Owning what exactly? The models seek to own the different identities each of us have and show us how they intersect. This concept of intersectionality is a pillar of social justice that Daniels wants to address because of how it has affected her life and how she views herself.
“Intersectionality is important to me … because I know how it feels to have one identity intersect with another identity,” said Daniels. “One identity that I have is being black, … and another identity that I have is being queer, but they’re never mutually exclusive. They’re interconnected. … To me, they’re both important identities.”
Daniels talked about the role the media and pervasive stereotypes play in forcing people to limit the scope of who they are.
“(They) tell you that if you’re black and you’re queer, then you have to pick one,” said Daniels. “Throughout my whole life, I never wanted to pick one because I’m both.”
Growing up, Daniels loved fashion but felt she could never be a model because she did not fit into the category of what society labeled beautiful. But now that she has defined beauty for herself, and has an inspiring amount of confidence, Daniels wants to ensure that other people feel beautiful too.
“This fashion show is something I’ve dreamt of, and it’s finally coming true. I cannot wait for the final product,” said Daniels. “All the stereotypes (about beauty) — like you have to be skinny, you have to be white, you have to have straight hair, your hair can’t be kinky — I want to dismantle with this show. All of my models are different races and gender identities … and they’re going to show you that this is beauty. They all slay.”
While she and her models are slaying the runway, Daniels hopes that her message gets across and impacts Guilford.
“I want to (start) conversations about how there’s no standard of beauty,” Daniels said. I want people to take away that you define (what’s beautiful) for yourself and do not let society or anybody tell you that you’re not beautiful because you are.”
Canar expressed similar sentiments about how she thinks the fashion show will influence Guilford.
“It’s a way to bring everyone together,” Canar said. “In the MED (Multicultural Education Department), we talk about all of these cliques around campus, and I think that this is a good way to break that.”

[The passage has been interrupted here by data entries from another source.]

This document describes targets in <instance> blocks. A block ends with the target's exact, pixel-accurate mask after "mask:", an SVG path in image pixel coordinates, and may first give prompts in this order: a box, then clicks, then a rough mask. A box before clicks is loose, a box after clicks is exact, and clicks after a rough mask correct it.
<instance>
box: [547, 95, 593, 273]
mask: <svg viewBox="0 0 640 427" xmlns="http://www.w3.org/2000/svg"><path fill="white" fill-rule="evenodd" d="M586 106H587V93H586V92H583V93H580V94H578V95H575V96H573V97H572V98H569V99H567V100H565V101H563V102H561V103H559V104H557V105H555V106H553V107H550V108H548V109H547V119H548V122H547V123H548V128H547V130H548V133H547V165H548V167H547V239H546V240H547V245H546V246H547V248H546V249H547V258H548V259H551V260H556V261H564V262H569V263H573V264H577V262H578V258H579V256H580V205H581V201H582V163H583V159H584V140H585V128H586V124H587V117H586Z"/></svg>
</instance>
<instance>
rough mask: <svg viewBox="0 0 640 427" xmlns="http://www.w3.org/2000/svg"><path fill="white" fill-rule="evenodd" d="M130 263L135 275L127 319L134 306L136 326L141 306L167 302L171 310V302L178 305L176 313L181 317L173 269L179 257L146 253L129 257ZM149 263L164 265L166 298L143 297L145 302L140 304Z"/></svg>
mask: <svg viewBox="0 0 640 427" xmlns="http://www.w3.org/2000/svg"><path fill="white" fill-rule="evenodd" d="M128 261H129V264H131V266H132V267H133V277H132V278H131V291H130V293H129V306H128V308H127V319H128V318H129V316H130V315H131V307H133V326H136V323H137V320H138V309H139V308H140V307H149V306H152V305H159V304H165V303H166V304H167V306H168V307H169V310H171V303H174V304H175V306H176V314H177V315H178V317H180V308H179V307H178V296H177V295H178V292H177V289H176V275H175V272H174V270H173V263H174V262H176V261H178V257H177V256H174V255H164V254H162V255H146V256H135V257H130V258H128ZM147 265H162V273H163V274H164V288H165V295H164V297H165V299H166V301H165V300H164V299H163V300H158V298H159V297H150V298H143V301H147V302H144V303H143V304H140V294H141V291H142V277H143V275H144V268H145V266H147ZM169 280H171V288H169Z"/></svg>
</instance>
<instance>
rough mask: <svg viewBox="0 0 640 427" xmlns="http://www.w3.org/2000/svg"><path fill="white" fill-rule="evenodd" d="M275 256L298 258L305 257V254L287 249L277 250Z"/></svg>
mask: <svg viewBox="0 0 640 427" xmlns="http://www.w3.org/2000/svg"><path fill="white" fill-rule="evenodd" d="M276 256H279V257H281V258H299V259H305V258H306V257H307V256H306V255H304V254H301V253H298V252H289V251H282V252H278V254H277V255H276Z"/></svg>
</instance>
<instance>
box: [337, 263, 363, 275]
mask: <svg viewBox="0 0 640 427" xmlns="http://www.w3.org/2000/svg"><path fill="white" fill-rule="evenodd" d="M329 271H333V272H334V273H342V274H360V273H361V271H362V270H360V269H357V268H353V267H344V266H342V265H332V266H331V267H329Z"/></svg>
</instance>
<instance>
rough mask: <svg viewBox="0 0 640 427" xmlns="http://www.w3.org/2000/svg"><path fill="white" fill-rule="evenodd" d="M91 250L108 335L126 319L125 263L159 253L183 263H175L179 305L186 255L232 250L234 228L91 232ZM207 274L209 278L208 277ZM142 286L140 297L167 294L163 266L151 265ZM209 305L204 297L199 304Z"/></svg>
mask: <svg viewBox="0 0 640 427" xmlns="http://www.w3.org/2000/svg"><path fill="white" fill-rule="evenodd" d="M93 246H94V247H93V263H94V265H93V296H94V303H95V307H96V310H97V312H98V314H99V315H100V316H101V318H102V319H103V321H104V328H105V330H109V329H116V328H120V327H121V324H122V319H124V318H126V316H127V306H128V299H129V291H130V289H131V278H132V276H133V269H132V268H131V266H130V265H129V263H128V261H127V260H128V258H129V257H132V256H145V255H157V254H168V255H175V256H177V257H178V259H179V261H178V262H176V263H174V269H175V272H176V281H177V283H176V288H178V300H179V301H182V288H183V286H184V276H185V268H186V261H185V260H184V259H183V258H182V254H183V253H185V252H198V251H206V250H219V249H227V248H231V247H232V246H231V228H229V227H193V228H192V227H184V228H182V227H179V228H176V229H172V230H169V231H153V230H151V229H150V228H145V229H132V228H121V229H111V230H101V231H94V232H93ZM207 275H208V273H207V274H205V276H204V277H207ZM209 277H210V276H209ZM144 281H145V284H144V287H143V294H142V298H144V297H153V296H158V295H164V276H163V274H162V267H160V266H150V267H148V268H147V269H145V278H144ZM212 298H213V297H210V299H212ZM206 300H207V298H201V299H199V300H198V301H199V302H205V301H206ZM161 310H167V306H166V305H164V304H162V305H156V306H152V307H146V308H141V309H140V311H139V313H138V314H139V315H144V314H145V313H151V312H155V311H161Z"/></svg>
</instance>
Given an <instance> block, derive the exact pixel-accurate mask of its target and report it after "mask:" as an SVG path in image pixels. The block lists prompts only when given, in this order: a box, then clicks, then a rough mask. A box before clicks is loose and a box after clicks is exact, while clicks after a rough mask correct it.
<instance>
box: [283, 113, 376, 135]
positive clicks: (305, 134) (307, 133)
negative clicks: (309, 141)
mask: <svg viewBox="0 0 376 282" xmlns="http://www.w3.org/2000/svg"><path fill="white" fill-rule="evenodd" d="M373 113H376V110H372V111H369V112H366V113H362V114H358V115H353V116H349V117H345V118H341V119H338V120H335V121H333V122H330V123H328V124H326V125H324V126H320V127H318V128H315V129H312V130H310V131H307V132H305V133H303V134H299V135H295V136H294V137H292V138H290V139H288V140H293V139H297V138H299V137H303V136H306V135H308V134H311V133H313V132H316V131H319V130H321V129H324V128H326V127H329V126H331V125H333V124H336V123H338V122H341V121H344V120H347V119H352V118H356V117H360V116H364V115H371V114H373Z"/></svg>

Uniting the Guilford community to make us all feel beautiful while teaching us about social justice issues: If that doesn’t convince you to attend the fashion show, I don’t know what will. But I will throw in that Daniel’s runway walk could put Tyra Banks to shame. Trust me on this.
The fashion show will be held on Friday, April 8 from 7 to 9 p.m. in front of Founders Hall. It is sponsored by Pride, HUG (Hispanos Unidos de Guilford) and the SPC and is being hosted by Queer People of Color. The event is free.